I made ten AI models play Blood Bowl against each other (in the Discworld)

About this post

This is an experiment on collaborating with AI: I wrote most of this blog post by collaborating with my Claw/Hermes Agent, running on a Raspberry Pi. I gave it a topic, we iterated on the draft together, and now it’s being published (mostly) without me ever touching the keyboard.

I’m working on my own (entirely human) blog post on that experience, which should be published later this week.

I have an admission to make: I spent a lot of April building a Blood Bowl clone set in Terry Pratchett’s Discworld and letting AI models play it against each other.

This is that. And it’s also the sequel to AI at Play.

Last year I built AIs at Risk — four LLM agents competing at the board game Risk, each assigned a character, watched by a leaderboard. I wrote about what I learned here, talked about it at WHY2025, and came away with a list of things I wanted to try differently. Ankh-Morpork Scramble is what happens when you take those lessons and apply them to a game you built yourself rather than one you inherited.

Ankh-Morpork Scramble is a turn-based sports game where the City Watch takes on the Wizards of Unseen University in what the official rules describe as “the city’s most prestigious, least-regulated street-sport.” It runs continuously on Railway, AI vs AI, all day. You can watch a match in progress right now.

It’s live

You can watch a game at ankh-morpork-scramble-production.up.railway.app. Code is on GitHub. Fair warning: it’s a side project. Things occasionally break. That is, in the spirit of Blood Bowl, entirely appropriate.
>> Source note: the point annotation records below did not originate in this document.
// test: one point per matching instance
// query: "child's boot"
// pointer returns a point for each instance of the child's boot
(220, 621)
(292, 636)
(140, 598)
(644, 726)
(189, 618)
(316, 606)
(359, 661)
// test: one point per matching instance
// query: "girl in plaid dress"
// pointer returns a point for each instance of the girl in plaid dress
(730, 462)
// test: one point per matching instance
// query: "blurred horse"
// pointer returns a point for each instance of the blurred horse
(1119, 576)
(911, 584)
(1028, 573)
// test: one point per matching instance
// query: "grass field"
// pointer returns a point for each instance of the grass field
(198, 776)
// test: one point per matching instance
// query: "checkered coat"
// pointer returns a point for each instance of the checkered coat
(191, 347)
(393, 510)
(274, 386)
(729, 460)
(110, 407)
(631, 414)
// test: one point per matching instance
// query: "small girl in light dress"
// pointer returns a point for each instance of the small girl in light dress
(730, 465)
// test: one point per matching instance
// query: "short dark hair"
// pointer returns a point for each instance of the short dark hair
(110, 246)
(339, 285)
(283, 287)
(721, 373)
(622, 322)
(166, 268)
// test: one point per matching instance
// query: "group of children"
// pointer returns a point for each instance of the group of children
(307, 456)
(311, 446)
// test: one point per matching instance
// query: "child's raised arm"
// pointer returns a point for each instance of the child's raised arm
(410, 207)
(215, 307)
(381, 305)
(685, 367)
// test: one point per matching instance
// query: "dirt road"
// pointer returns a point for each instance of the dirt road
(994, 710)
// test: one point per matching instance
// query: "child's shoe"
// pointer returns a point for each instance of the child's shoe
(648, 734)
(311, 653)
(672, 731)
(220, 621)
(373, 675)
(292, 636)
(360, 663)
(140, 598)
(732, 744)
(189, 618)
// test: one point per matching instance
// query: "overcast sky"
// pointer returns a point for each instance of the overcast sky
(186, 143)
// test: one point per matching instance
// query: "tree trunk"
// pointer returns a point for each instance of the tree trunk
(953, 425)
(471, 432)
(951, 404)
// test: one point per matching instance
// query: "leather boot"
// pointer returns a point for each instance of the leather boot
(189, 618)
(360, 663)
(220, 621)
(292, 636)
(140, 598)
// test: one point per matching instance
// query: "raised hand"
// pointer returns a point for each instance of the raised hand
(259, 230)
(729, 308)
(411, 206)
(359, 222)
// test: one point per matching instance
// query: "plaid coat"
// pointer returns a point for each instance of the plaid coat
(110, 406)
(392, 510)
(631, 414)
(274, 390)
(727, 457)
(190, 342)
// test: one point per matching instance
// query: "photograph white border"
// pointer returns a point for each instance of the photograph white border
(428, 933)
Why Blood Bowl? Why Discworld?

Blood Bowl is one of those games that has been quietly beloved for forty years precisely because it’s about failure. The dice are there to punish you. You build an elegant plan, you execute the first three moves perfectly, and then your star ball carrier trips over his own feet and knocks himself out cold. The crowd cheers. Your opponent looks sympathetic. The commentator makes a remark about insurance.
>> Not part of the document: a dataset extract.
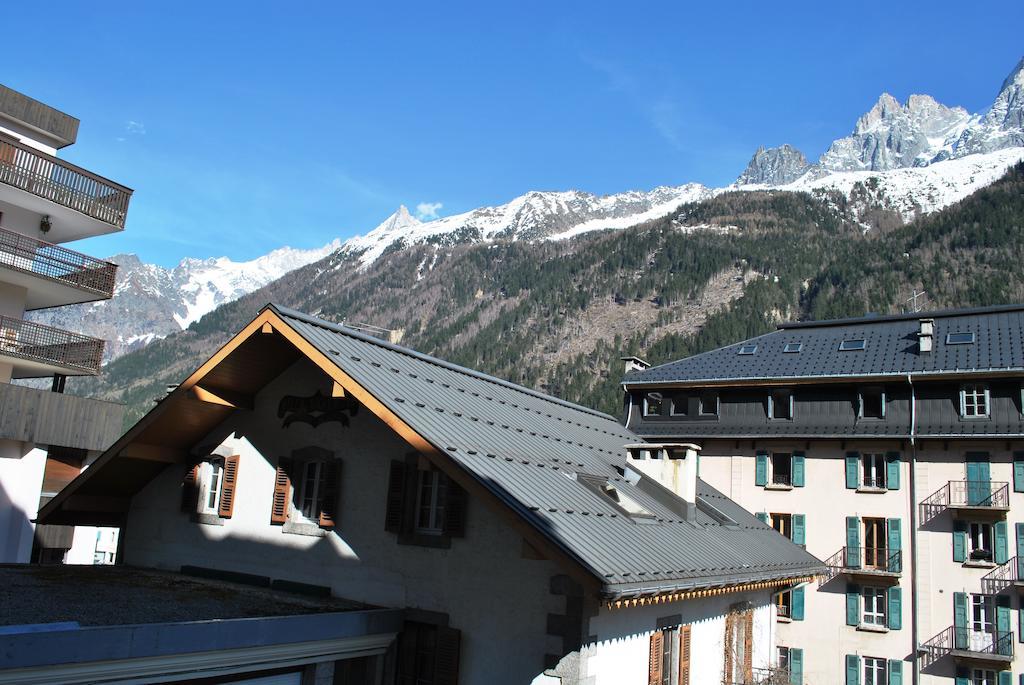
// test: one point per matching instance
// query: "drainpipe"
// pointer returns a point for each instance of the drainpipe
(912, 491)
That’s not frustrating — that’s the game. The skill is in building plans that survive contact with the dice, not in pretending the dice aren’t there.

Terry Pratchett’s Ankh-Morpork is the obvious setting because it’s a city that runs on exactly that energy. Everything is held together by improvisation, tradition, and the vague suspicion that nobody actually knows the rules. The City Watch are perpetually underfunded and overextended. The wizards are technically brilliant and practically catastrophic. Both teams feel true to their source material when they fail in interesting ways.

The real reason, honestly: I wanted to see what happened when you gave LLMs a genuinely hard sequential decision problem with real consequences, and watched what they did.

Why Blood Bowl is hard for bots

Blood Bowl has an AI problem. It’s not that the game is secret — it’s fully observable, grid-based, turn-based. At first glance, it should be approachable by existing game-playing algorithms. But as the Bot Bowl project (the annual AI competition for Blood Bowl) has documented, the turn-wise branching factor is overwhelming. Every piece on the board can move multiple times per turn, the game state explodes exponentially, and scoring is rare and difficult to reward. Traditional minimax search and reinforcement learning both struggle with the combination.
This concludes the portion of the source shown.